This week, I learned:
- Quantum computing is slow, has low transfer bandwidths, and only prime factorization has an exponentially faster algorithm. via
- The hidden brain podcast. What would Socrates do? Also Philosophy Bites Podcast: why do philosophers use example. And: the happiness lab: happiness lessons of the ancients
- How many of our beliefs are truly our own? How many are a product of our environment? Contrast these and identify your true beliefs
- For every thought and action you have, even tiny ones, ask “Why am I doing that?” Dig deeper because it may not be intrinsic
- One way to become memorable is to.write stuff others will reproduce for a long time. Plato and Aristotle did that
- everyone has multiple personality.
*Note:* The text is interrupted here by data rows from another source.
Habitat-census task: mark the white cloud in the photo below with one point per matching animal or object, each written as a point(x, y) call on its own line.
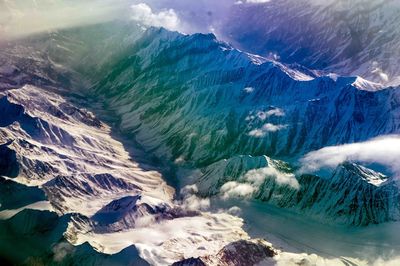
point(258, 176)
point(382, 150)
point(252, 1)
point(377, 70)
point(268, 127)
point(193, 202)
point(145, 15)
point(19, 19)
point(234, 189)
point(253, 180)
point(248, 90)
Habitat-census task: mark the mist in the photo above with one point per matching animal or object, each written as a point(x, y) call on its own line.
point(19, 19)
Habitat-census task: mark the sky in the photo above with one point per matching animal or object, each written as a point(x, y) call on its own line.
point(21, 18)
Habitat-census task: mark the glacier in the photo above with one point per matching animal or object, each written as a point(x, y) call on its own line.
point(129, 143)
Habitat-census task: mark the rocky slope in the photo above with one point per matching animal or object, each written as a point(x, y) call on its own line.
point(347, 37)
point(60, 162)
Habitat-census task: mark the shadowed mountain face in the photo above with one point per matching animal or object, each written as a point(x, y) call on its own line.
point(347, 37)
point(237, 123)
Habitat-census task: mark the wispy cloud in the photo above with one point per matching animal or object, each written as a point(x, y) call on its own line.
point(266, 128)
point(19, 19)
point(144, 14)
point(253, 181)
point(384, 151)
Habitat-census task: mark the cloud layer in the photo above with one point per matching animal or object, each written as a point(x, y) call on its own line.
point(384, 151)
point(145, 15)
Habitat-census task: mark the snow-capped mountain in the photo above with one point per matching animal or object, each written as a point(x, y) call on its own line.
point(221, 103)
point(348, 37)
point(61, 165)
point(240, 121)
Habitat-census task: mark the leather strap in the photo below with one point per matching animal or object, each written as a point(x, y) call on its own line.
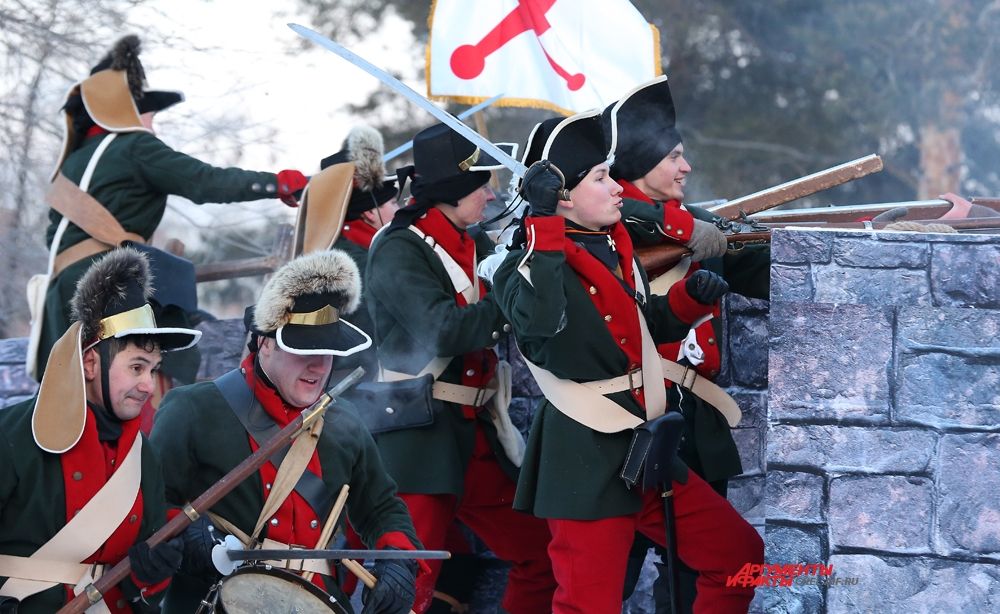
point(687, 377)
point(262, 427)
point(85, 532)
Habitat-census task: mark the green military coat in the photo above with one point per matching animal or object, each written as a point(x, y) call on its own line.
point(575, 320)
point(412, 302)
point(201, 439)
point(132, 180)
point(33, 499)
point(708, 446)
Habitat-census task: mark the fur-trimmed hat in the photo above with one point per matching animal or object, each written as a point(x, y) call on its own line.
point(301, 305)
point(574, 144)
point(111, 301)
point(112, 97)
point(644, 121)
point(364, 147)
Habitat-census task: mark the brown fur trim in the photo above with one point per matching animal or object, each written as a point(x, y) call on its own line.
point(366, 150)
point(330, 271)
point(106, 279)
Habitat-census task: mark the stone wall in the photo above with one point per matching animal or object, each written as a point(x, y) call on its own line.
point(884, 420)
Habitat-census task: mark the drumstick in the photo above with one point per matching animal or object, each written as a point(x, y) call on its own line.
point(331, 522)
point(363, 574)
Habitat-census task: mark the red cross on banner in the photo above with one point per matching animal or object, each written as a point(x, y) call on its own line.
point(565, 55)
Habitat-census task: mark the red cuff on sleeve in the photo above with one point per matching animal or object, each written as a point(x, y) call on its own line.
point(398, 539)
point(549, 232)
point(684, 307)
point(678, 223)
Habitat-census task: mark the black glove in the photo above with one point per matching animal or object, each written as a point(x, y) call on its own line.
point(395, 589)
point(542, 187)
point(153, 565)
point(199, 539)
point(706, 287)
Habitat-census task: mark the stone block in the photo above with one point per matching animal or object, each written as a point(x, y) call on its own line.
point(968, 483)
point(852, 285)
point(794, 496)
point(891, 513)
point(950, 327)
point(866, 253)
point(748, 442)
point(747, 496)
point(847, 449)
point(791, 283)
point(800, 247)
point(945, 389)
point(791, 545)
point(753, 404)
point(747, 341)
point(966, 275)
point(829, 362)
point(912, 584)
point(12, 351)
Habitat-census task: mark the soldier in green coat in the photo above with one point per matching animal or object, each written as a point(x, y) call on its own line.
point(131, 173)
point(81, 488)
point(432, 315)
point(204, 430)
point(587, 326)
point(652, 173)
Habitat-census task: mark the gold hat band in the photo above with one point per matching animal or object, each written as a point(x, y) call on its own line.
point(140, 317)
point(324, 315)
point(469, 162)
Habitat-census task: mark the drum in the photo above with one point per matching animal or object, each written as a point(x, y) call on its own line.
point(262, 589)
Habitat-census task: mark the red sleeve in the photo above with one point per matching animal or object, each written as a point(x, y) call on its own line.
point(548, 232)
point(684, 307)
point(399, 540)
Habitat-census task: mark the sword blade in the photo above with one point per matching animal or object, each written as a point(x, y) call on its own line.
point(268, 555)
point(405, 147)
point(445, 117)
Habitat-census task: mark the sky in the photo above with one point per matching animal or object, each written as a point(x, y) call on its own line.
point(240, 54)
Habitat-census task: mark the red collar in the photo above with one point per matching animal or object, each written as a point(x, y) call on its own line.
point(359, 233)
point(270, 400)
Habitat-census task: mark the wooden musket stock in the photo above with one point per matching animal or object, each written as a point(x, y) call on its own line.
point(669, 254)
point(799, 188)
point(216, 492)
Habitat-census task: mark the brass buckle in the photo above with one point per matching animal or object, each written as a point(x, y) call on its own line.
point(632, 385)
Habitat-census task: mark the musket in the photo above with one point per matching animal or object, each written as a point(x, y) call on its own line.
point(327, 554)
point(192, 511)
point(669, 254)
point(799, 188)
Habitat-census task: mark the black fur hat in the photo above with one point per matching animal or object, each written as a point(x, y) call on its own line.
point(645, 122)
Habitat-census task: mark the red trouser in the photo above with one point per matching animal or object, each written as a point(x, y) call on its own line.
point(589, 556)
point(485, 508)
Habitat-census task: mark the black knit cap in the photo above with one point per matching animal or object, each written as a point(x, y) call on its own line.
point(645, 121)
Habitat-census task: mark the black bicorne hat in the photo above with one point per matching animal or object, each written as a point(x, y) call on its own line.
point(644, 121)
point(302, 304)
point(574, 144)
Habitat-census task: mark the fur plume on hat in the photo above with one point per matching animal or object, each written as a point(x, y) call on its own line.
point(366, 150)
point(125, 56)
point(331, 271)
point(108, 280)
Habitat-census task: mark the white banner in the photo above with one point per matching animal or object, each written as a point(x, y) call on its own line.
point(564, 55)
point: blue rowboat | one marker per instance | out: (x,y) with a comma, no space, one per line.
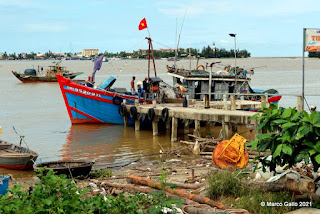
(16,157)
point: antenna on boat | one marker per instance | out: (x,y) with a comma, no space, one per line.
(21,137)
(175,57)
(150,52)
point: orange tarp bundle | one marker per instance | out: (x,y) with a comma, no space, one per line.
(231,153)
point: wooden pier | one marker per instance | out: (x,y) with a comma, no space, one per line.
(228,113)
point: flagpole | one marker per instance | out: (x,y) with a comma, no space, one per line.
(303,50)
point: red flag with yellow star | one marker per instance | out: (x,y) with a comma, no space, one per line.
(143,24)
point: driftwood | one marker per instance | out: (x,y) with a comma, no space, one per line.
(147,190)
(178,192)
(303,186)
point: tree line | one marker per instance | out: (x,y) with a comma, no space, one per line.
(314,54)
(206,52)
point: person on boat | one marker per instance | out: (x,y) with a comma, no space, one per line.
(145,88)
(140,90)
(133,90)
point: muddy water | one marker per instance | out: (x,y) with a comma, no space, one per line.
(37,110)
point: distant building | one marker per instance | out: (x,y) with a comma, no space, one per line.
(89,52)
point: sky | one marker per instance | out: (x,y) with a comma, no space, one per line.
(270,28)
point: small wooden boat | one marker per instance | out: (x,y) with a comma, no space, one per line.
(34,78)
(73,168)
(16,157)
(43,74)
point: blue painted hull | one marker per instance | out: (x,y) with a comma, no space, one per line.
(89,105)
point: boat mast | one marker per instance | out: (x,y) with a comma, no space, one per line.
(176,53)
(149,57)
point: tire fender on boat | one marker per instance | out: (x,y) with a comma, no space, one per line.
(151,114)
(133,113)
(197,68)
(117,100)
(122,110)
(165,114)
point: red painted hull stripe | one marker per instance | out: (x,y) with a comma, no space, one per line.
(21,167)
(67,82)
(80,112)
(87,96)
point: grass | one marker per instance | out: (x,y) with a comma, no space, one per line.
(227,187)
(101,173)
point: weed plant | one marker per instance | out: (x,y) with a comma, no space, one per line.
(57,194)
(227,187)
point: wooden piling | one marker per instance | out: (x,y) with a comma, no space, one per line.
(137,125)
(264,101)
(125,120)
(233,102)
(137,121)
(225,130)
(196,131)
(174,130)
(299,103)
(186,126)
(168,125)
(208,129)
(155,126)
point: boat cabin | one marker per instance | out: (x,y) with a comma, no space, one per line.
(195,83)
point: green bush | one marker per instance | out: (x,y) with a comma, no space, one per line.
(228,188)
(290,135)
(56,194)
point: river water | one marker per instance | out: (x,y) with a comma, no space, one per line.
(37,110)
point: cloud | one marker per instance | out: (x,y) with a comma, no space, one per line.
(246,7)
(19,3)
(45,27)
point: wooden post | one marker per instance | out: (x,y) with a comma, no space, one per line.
(174,130)
(186,126)
(154,103)
(233,102)
(137,125)
(168,125)
(206,101)
(196,131)
(155,126)
(224,98)
(225,130)
(137,121)
(299,103)
(264,101)
(208,129)
(125,120)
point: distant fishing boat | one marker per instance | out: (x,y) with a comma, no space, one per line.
(44,74)
(172,59)
(16,157)
(71,168)
(195,83)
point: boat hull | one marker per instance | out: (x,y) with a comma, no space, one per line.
(30,79)
(88,105)
(69,168)
(23,163)
(16,157)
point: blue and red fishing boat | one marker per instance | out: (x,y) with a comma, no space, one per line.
(91,105)
(87,103)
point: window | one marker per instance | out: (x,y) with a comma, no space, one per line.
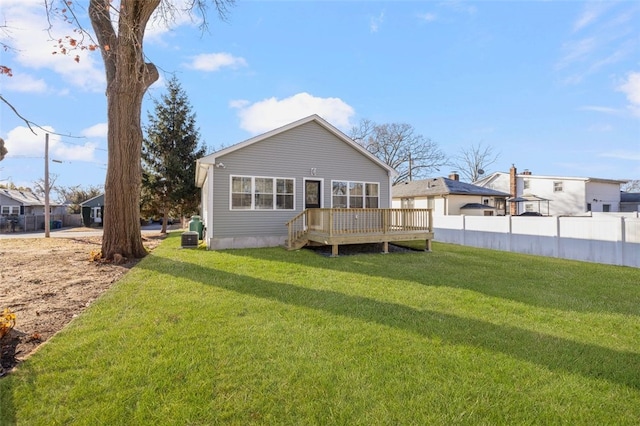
(284,194)
(431,203)
(9,210)
(355,195)
(407,203)
(261,193)
(371,195)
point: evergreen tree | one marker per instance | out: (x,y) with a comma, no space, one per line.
(169,154)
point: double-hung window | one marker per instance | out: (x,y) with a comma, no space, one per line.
(355,195)
(261,193)
(9,210)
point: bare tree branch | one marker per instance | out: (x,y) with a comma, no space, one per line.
(474,161)
(397,145)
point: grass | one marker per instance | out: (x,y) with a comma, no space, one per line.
(264,336)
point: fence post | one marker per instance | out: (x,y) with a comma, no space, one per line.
(464,230)
(558,239)
(623,241)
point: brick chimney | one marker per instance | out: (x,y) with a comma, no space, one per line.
(513,189)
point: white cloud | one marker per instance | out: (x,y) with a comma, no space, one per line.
(216,61)
(622,155)
(272,113)
(427,17)
(21,142)
(460,6)
(375,22)
(96,131)
(591,13)
(65,152)
(25,83)
(631,88)
(595,108)
(33,46)
(607,36)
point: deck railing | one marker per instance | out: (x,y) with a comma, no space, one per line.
(340,222)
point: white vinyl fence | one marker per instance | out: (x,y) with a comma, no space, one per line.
(605,238)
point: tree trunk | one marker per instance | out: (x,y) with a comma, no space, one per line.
(122,185)
(128,78)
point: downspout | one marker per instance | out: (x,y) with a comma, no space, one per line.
(209,219)
(390,200)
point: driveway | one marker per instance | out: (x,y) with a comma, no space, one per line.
(81,232)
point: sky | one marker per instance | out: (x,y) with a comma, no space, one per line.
(550,86)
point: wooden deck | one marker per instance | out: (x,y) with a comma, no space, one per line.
(335,227)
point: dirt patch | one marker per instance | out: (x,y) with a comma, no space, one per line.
(46,282)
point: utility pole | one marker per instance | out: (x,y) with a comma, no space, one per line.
(47,213)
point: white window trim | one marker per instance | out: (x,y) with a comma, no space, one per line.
(253,193)
(12,210)
(364,191)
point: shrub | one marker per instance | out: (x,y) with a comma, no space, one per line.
(7,322)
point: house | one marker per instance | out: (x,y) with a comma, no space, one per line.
(449,196)
(253,193)
(24,210)
(629,201)
(555,195)
(92,210)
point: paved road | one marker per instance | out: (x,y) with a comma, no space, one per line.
(78,232)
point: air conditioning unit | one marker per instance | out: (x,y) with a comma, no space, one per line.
(190,239)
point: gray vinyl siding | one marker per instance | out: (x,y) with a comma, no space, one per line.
(291,154)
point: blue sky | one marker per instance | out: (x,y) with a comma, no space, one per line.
(552,86)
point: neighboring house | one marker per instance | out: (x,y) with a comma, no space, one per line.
(16,206)
(555,195)
(252,189)
(449,196)
(629,201)
(92,210)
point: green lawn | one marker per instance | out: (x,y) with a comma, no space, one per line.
(266,336)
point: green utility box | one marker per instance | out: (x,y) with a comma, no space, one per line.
(195,225)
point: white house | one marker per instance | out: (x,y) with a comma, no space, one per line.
(17,206)
(449,196)
(555,195)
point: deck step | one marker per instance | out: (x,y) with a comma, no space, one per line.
(297,244)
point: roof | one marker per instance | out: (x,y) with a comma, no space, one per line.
(477,206)
(629,197)
(203,163)
(25,198)
(94,202)
(525,198)
(441,186)
(493,176)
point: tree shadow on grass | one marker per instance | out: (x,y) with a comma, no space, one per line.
(557,354)
(539,281)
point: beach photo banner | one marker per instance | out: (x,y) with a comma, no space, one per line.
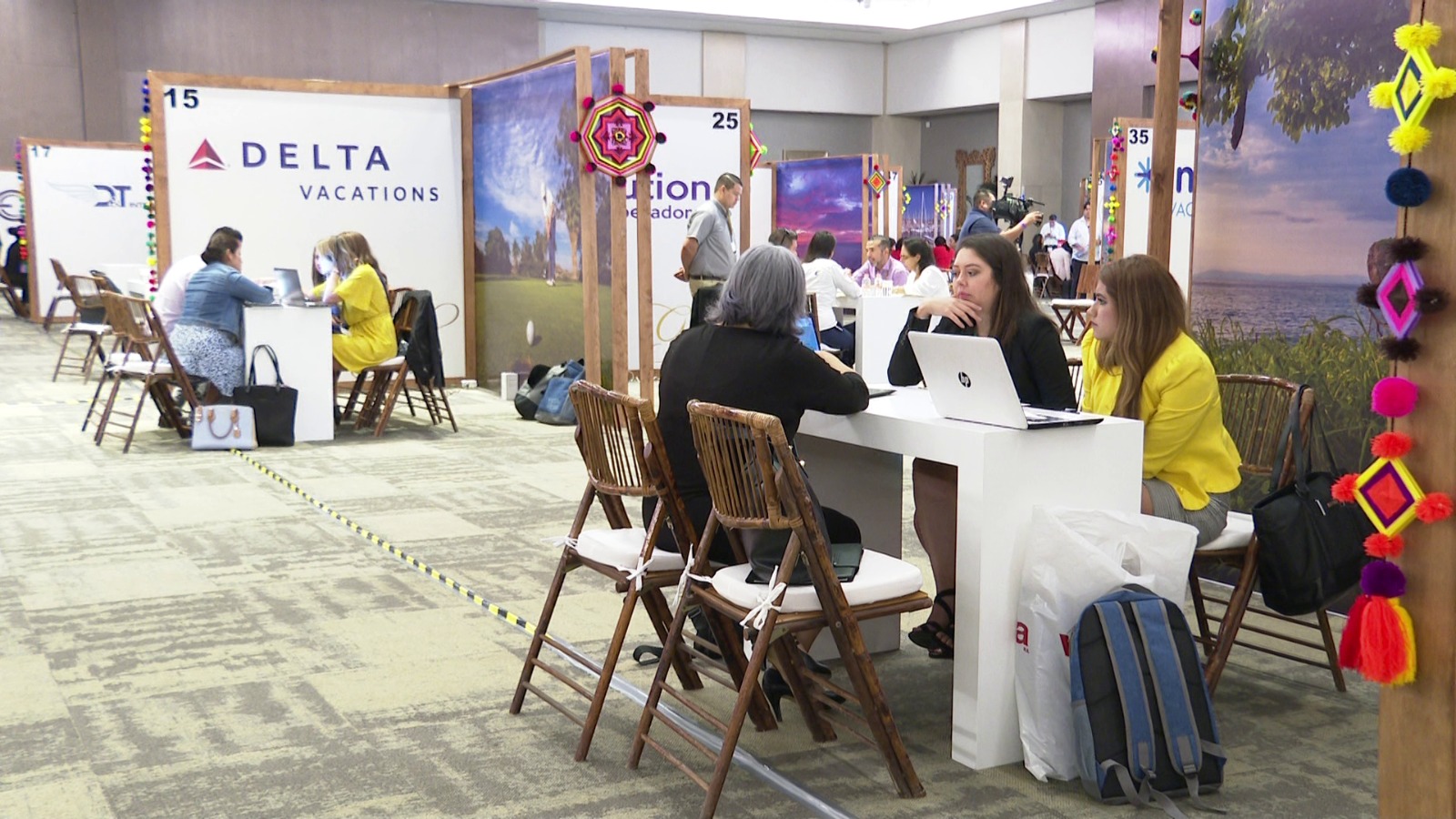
(1292,169)
(298,160)
(705,138)
(824,194)
(85,207)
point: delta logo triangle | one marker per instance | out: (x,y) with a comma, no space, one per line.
(207,159)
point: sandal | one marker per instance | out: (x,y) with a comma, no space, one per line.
(928,634)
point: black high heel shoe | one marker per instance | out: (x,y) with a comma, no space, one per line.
(776,688)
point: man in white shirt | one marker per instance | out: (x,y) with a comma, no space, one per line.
(1053,234)
(172,292)
(1081,241)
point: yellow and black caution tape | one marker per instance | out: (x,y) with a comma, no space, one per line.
(390,548)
This is partly because different parts of the brain evolved independently for different functions. System one and system two thinking are just such one broad classification. e.g. We think our train is moving when the nearby train moves because our visual brain is faster than our somatic brain.
- Good lessons and pitches cater to the rational AND the subconscious. Reason AND story. To activate different parts of the brain. That’s why philosophers use examples
- Philosophy brings change through reason. Revelations: through sudden insight. Rhetoric: through insight.
- Act as if you already are what you want to become. Aristotle
- Align your environment (including habits) to your beliefs. It will become easier to act your beliefs then.
- All virtues are moderation. It’s possible to take every virtue to the wrong extreme
- Some Christians have wristband that reads WWJD. What would Jesus do? Explore yourself a reminder of what would X do. Maybe Benjamin Franklin, Socrates, Feynman, etc
- People mistake their environment for their feelings. 1970s Experiment: People on a shaky bridge think they love each other. Experiment: people rationalize things irrespective of reality.
- “The Unexamined Life” is about questioning theories or stories or maps constantly. It’s also about questioning our thoughts and emotions constantly. Mindfulness is the VERBAL way of doing this. Meditation is the NON-VERBAL way of paying attention. Both are Processes to remove distraction and increase authenticity.
- Learning about people is a good way to learn about ourselves. And vice versa.
- Lica has a fascinating demo of how a document can be converted into a video story.
- Spillnot doesn’t spill drinks even when you swing!
- Things super-intelligences could do that humans can’t:
- Solving complex mathematical problems
- Advanced scientific discovery (quantum computing, nanotechnology, biotechnology)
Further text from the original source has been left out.